Awards
Staff Pick
Welcome to the future of poetry. It is Natalie Diaz, Mojave activist and former pro-basketball player, bringing a passionate, athletic clarity to poems that sprawl across language and identity. In the thrillingly inventive "exhibits from the American Museum of Water," Diaz presents stark placards of an imagined museum ("A dilapidated diorama. The mythical city of Flint, Michigan."), showing deftly what it might be like if we honored our life-giving forces. Diaz throughout honors our water and other unsung bodies — queer, indigenous; the brutalized, the surviving — with painful, gorgeous resonance. This stunning collection makes you feel the newly possible, not just in a poem, but in our language; the newly possible in our history, and how we will tell it. Recommended By Thomas L., Powells.com
Postcolonial Love Poem is earth-bending, earth-breaking, earth band-aiding. These are the hottest basketball poems I've ever read, the hardest long night wolf poems I've ever read, the smoothest river poems that you cannot stop. Recommended By Adie B., Powells.com
Synopses & Reviews
Natalie Diaz's highly anticipated follow-up to When My Brother Was an Aztec, winner of an American Book Award
Postcolonial Love Poem is an anthem of desire against erasure. Natalie Diaz's brilliant second collection demands that every body carried in its pages — bodies of language, land, rivers, suffering brothers, enemies, and lovers — be touched and held as beloveds. Through these poems, the wounds inflicted by America onto an indigenous people are allowed to bloom pleasure and tenderness: "Let me call my anxiety, desire, then. / Let me call it, a garden." In this new lyrical landscape, the bodies of indigenous, Latinx, black, and brown women are simultaneously the body politic and the body ecstatic. In claiming this autonomy of desire, language is pushed to its dark edges, the astonishing dunefields and forests where pleasure and love are both grief and joy, violence and sensuality.

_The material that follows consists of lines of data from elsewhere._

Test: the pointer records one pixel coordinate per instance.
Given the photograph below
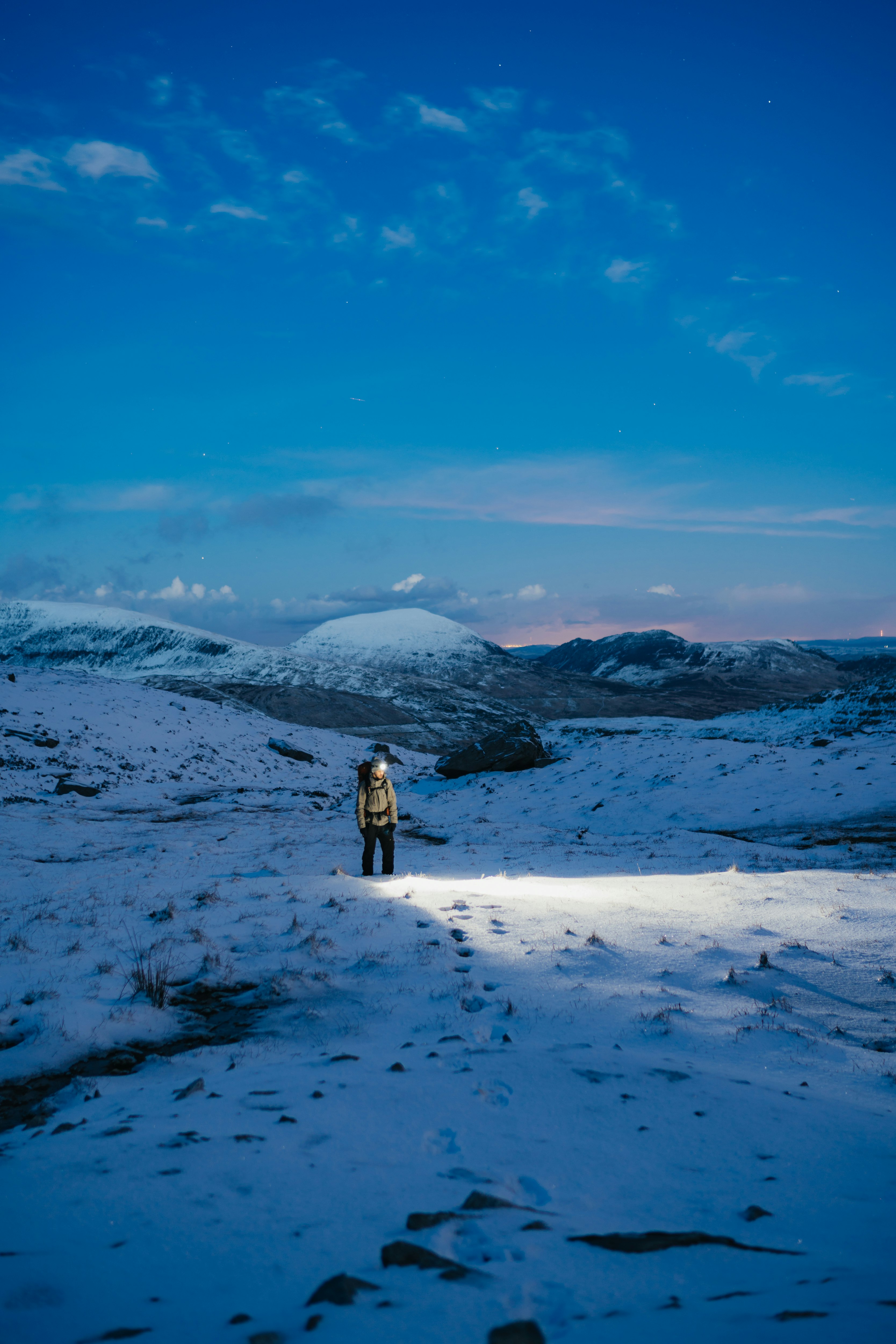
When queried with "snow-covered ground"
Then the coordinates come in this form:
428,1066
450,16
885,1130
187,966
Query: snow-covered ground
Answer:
571,983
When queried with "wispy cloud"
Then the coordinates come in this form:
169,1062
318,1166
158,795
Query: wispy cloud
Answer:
279,510
99,159
440,119
504,101
26,169
160,91
829,385
401,237
602,491
733,346
178,592
406,585
225,208
531,202
315,104
621,272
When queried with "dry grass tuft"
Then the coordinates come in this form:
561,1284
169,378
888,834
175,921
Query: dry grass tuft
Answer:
150,975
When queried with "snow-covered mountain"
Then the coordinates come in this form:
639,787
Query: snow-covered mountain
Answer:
412,640
659,658
117,643
430,682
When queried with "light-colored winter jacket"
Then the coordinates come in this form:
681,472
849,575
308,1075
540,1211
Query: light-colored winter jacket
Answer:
375,802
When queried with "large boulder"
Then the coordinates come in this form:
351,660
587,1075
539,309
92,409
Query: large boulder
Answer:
515,748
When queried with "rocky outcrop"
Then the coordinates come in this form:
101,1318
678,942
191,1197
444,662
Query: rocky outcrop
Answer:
515,748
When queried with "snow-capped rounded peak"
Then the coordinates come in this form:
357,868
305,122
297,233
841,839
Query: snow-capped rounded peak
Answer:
409,640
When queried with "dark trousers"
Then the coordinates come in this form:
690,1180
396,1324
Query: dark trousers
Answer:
387,845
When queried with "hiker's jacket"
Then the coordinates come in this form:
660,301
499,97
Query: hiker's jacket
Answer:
377,803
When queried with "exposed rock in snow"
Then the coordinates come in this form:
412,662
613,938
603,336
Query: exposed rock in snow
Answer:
515,748
426,682
657,658
598,995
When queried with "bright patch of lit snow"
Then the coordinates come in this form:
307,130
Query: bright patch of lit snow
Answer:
612,1056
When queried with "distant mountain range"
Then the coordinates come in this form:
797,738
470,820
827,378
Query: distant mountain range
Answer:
420,679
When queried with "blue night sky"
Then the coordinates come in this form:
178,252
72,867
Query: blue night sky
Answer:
557,319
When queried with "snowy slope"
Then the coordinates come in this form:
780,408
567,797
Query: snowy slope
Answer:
655,658
412,640
134,647
589,1043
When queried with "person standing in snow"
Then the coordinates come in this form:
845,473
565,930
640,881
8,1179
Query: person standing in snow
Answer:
377,814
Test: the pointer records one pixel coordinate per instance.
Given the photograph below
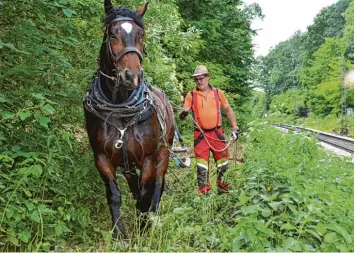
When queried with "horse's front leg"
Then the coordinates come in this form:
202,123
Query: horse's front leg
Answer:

Diaz defies the conditions from which she writes, a nation whose creation predicated the diminishment and ultimate erasure of bodies like hers and the people she loves: "I am doing my best to not become a museum / of myself. I am doing my best to breathe in and out. // I am begging: Let me be lonely but not invisible." Postcolonial Love Poem unravels notions of American goodness and creates something more powerful than hope — in it, a future is built, future being a matrix of the choices we make now, and in these poems, Diaz chooses love.
Review
"[An] exquisite, electrifying collection....Diaz continues to demonstrate her masterful use of language while reinventing narratives about desire." Publishers Weekly (Starred Review)
Review
"With Postcolonial Love Poem, Diaz brings her signature sharp, insightful, exquisite language to a collection about America, about future and past, pain and ecstasy....Diaz is a force." Bookmarks
Review
"This is a breakthrough collection....A kind of love poem that can allow history and culture and the anguish of ancestors to flow through and around the poet as she addresses her beloved." Literary Hub
About the Author
Natalie Diaz is the author of the poetry collection When My Brother Was an Aztec. She has received many honors, including a MacArthur Fellowship, a USA Fellowship, and a Lannan Literary Fellowship. She teaches at Arizona State University.